Dr. Kevin McCluney part of $780,000 NSF grant study
By Sue Sweeney
Dr. Kevin McCluney, assistant professor of biological sciences at Bowling Green State University, is part of a research team that has been awarded a macrosystems grant from the National Science Foundation (NSF).
The four-year, $780,000 grant will fund research on the connections that occur over long distances among National Ecological Observatory Network (NEON) sites in the Great Plains.
The research study focuses on the extent to which birds and their migratory patterns, wind and climate link 25 prairie playas in North Dakota, Kansas, Colorado, Texas and New Mexico, and how invertebrates in this large system of wetlands change over time. The researchers chose these playas based on their proximity to five NEON sites across the Great Plains.
A playa, which is the Spanish word for beach or shore, is a shallow, flat-bottomed basin that gets its water from precipitation and surface runoff. Playas are temporary – they dry up each year – and can vary greatly in size.
Although playas cannot sustain fish, these prairie ponds do contain several species of crustaceans. The researchers will study the dominant species of these playas, which include fairy, tadpole and clam shrimp, as well as diving beetles, dragonfly larva and damselfly larva. These crustaceans and their eggs are likely transported among the playas by wind and wing, i.e., on the feathers or in the intestinal tract of migrating waterfowl, thereby affecting the composition, diversity and stability of species within each playa.

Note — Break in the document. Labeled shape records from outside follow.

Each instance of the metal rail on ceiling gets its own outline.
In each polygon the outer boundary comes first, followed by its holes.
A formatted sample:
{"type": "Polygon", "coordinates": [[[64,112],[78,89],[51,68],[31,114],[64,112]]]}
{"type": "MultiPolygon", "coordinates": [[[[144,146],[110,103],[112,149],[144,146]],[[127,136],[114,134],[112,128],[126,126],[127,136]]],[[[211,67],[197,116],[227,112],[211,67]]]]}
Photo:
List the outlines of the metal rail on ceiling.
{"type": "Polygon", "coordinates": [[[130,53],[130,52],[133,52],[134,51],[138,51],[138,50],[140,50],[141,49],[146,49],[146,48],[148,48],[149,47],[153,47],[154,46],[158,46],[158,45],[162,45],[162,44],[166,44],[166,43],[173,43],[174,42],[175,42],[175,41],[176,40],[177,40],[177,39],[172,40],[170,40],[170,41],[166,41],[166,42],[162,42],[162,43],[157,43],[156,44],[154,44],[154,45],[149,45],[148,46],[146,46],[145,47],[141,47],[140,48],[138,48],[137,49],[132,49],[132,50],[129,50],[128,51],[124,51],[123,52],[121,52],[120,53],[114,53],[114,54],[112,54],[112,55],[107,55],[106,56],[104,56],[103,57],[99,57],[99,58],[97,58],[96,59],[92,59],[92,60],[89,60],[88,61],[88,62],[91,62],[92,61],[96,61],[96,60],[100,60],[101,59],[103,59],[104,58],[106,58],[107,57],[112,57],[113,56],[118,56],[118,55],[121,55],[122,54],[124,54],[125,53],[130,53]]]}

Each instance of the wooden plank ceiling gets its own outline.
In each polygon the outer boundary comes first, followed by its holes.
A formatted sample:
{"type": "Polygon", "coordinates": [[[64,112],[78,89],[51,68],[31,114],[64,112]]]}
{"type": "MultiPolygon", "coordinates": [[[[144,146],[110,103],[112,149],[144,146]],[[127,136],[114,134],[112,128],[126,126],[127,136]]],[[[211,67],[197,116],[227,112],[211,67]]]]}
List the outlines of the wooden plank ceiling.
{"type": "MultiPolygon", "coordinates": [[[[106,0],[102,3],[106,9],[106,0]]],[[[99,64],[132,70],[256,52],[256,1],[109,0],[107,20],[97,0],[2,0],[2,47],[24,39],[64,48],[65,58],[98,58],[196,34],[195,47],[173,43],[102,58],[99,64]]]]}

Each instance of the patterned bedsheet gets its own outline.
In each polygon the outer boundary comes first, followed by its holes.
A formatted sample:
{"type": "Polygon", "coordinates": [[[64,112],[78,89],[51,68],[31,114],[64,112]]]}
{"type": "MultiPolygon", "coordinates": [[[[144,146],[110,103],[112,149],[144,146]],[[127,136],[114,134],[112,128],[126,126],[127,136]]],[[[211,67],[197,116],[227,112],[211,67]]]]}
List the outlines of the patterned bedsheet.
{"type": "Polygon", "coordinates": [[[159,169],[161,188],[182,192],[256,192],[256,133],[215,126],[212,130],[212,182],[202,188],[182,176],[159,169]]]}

The core part of the research conducted at Bowling Green State University will involve examining the species diversity in feather and bird gut samples. Researchers will collaborate with Ducks Unlimited and other wetlands-focused conservation groups to obtain samples from duck hunters in the Great Plains area. Doctoral student Jacob Buchanan and several undergraduate students will assist McCluney with the lab research.
McCluney explains the value of understanding these systems: “If we better understand how ecosystems that are far apart are connected to one another, and how diversity – both genetic and species diversity – influence how these communities change over time, then those theories can be transferred to other systems where there are more direct impacts on humans.”
In addition to working with conservation groups to obtain samples, the research team will provide citizen science and adult education opportunities to waterfowl enthusiasts and hunters. This project will also benefit kindergarten through sixth grade education by developing a science program focused on ephemeral wetland biology and ecology of fairy and tadpole shrimp.
The project is being led by Dr. James Thorp, University of Kansas, with co-principle investigators including McCluney and Drs. Christopher J. Patrick and J. Derek Hogan, Texas A&M University, Corpus Christi.
NEON is a joint effort between the federal government and NSF. The network has infrastructure distributed across the United States that gathers long-term data on climate, air and water chemical composition, vegetation and wildlife to support fundamental biological research.